Qu'est-ce qu'un Bail saisonnier — Chalet / Propriété de vacances (Québec) ?

Le bail saisonnier québécois est un contrat de location à durée déterminée spécifiquement conçu pour la location de chalets, cottages, chalets de ski, propriétés riveraines et autres maisons de vacances à des fins récréatives ou touristiques pendant une saison ou une période définie.

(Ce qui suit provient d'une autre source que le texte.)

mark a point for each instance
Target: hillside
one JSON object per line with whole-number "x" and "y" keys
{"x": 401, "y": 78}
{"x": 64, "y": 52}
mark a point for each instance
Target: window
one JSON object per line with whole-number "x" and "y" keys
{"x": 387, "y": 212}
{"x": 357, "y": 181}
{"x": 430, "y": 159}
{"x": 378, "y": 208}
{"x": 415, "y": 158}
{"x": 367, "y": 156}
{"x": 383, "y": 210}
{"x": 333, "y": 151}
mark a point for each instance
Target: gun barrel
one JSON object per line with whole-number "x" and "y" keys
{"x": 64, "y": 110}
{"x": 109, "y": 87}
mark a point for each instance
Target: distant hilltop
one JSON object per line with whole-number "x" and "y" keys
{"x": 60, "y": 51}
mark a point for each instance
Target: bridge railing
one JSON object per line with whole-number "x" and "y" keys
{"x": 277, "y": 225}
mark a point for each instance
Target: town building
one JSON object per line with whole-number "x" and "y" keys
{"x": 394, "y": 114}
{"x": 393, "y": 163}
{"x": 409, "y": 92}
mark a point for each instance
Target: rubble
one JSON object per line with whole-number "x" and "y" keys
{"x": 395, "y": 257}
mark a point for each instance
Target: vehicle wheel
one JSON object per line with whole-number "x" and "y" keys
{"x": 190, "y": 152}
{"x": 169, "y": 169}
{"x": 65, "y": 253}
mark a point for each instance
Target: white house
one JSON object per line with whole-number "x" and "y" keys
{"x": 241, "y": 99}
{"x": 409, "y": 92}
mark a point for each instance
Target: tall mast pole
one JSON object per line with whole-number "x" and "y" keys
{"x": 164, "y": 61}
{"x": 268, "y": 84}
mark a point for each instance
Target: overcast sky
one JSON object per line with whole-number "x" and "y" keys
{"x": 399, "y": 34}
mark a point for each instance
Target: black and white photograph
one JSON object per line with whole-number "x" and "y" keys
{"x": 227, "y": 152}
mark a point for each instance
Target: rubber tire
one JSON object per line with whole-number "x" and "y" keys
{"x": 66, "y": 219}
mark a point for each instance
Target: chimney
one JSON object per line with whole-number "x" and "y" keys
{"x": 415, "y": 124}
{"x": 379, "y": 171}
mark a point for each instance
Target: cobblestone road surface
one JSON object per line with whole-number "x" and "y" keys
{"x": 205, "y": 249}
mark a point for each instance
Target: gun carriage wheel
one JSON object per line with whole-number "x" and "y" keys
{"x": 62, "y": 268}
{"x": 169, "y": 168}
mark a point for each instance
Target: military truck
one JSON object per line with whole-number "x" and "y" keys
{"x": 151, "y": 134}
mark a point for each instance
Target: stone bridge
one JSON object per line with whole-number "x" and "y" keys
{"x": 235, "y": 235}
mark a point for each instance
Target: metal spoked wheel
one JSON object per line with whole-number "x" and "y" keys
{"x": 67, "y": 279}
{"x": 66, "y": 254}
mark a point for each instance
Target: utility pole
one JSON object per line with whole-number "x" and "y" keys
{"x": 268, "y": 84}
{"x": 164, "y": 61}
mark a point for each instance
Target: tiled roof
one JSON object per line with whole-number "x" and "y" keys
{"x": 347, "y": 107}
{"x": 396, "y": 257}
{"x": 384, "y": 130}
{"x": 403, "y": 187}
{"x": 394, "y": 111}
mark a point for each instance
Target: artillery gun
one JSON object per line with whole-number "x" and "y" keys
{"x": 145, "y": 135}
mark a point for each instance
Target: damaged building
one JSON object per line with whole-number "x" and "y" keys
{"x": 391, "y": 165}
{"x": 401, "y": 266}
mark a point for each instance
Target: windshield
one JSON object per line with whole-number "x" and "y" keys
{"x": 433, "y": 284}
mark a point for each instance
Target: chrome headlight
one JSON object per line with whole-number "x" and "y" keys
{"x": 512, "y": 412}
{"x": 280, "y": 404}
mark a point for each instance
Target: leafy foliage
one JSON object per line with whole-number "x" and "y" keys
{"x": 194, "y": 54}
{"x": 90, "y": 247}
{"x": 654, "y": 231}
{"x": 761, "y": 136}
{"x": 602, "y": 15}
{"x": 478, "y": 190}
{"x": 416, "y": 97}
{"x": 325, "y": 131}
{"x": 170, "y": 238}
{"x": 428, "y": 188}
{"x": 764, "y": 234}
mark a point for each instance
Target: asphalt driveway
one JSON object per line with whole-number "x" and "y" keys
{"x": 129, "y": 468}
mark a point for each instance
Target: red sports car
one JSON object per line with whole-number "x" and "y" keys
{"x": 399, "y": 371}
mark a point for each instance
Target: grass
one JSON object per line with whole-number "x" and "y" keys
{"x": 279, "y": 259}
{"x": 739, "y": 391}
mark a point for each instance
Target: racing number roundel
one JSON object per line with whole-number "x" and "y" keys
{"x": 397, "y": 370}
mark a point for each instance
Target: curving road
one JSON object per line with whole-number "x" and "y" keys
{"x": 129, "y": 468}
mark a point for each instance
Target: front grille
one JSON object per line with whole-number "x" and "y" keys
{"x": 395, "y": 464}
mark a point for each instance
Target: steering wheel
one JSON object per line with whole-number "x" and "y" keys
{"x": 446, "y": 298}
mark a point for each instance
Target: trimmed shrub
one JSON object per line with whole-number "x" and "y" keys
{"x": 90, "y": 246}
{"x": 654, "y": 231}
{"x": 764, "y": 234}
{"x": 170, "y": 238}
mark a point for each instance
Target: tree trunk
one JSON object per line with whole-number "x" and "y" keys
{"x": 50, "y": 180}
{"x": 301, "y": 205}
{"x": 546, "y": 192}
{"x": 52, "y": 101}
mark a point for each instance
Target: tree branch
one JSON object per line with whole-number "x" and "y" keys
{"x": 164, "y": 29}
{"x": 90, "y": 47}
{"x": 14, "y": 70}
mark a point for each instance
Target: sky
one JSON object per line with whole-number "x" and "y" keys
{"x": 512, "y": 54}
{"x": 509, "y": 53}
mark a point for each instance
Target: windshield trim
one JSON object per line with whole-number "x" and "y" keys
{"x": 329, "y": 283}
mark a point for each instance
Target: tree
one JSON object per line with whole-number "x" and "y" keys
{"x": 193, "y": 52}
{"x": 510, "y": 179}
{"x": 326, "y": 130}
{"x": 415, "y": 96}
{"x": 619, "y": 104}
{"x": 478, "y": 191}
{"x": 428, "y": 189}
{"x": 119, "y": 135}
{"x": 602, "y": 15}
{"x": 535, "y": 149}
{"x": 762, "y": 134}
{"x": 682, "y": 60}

Régi par les dispositions générales sur le louage du Code civil du Québec (art. 1851-1891), un bail saisonnier est fondamentalement différent d'un bail résidentiel — il ne crée pas de relation locateur-locataire au sens traditionnel, ne confère pas le droit de maintien dans les lieux au-delà du terme convenu, et n'est pas soumis aux protections résidentielles des art. 1892-2000 ni à la compétence du Tribunal administratif du logement (TAL), à condition que la propriété soit louée à des fins de vacances ou de récréation et ne serve pas de résidence principale au locataire.

Les baux saisonniers au Québec sont le plus souvent utilisés pour les locations estivales en région de villégiature comme les Laurentides (Mont-Tremblant, Sainte-Adèle, Saint-Donat), les Cantons-de-l'Est (Orford, Sutton, Lac Brome), Charlevoix (Baie-Saint-Paul, La Malbaie), la Mauricie et le Saguenay–Lac-Saint-Jean, ainsi que pour les locations hivernales en saison de ski près des grands domaines skiables comme Mont-Tremblant, Bromont, Le Massif de Charlevoix et Mont-Sainte-Anne. Contrairement au bail de vacances, qui couvre généralement des séjours très courts de quelques jours à quelques semaines, un bail saisonnier peut couvrir une saison estivale entière de plusieurs mois, tout en demeurant hors de la compétence du TAL dans la mesure où la vocation de vacances est maintenue.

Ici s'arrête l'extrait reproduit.